Ancients - Canvas and Paper Prints
I painted part of this painting onsite at the Ancient Cedars trail located near Whistler and finished this in my studio. Yes, I am a tree hugger and I am proud of it! This grove of massive old growth cedars are over 900 years old. Many of BC's last old-growth forests are among the most resilient forests and will better cope with worsening climate change impacts than young forests. Old-growth is critical to protect communities from droughts, floods and wildfires.
Old-growth forests are structurally and ecologically diverse and often remain very stable for centuries. Old-growth forests feature multi-layered canopies with various tree species at different stages of their life cycle. In turn, old trees support species that don’t occur in younger forests. They play an important role in sequestering carbon above and below ground.

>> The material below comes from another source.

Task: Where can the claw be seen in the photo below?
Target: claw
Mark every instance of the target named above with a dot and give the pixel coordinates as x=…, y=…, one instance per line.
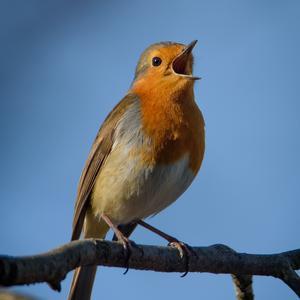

Protecting the last ancient rainforest and centuries-old trees is a moral responsibility. We must stand up for these ecologically and culturally vital forests.
Old-growth forests offer precious habitats for animals and plants. Many wildlife species use cavities to nest and live in, such as wood duck, screech owl and flying squirrel, which require large, partially decayed trees for nesting. Some of Canada’s species at risk, such as northern spotted owl and old-growth specklebelly lichen, may also be found in old-growth forests.
Old-growth forests have accumulated huge amounts of carbon per hectares and clearcutting them releases massive amounts of carbon back into the atmosphere. Protecting old-growth means reducing emissions quickly and keeping the carbon where it belongs.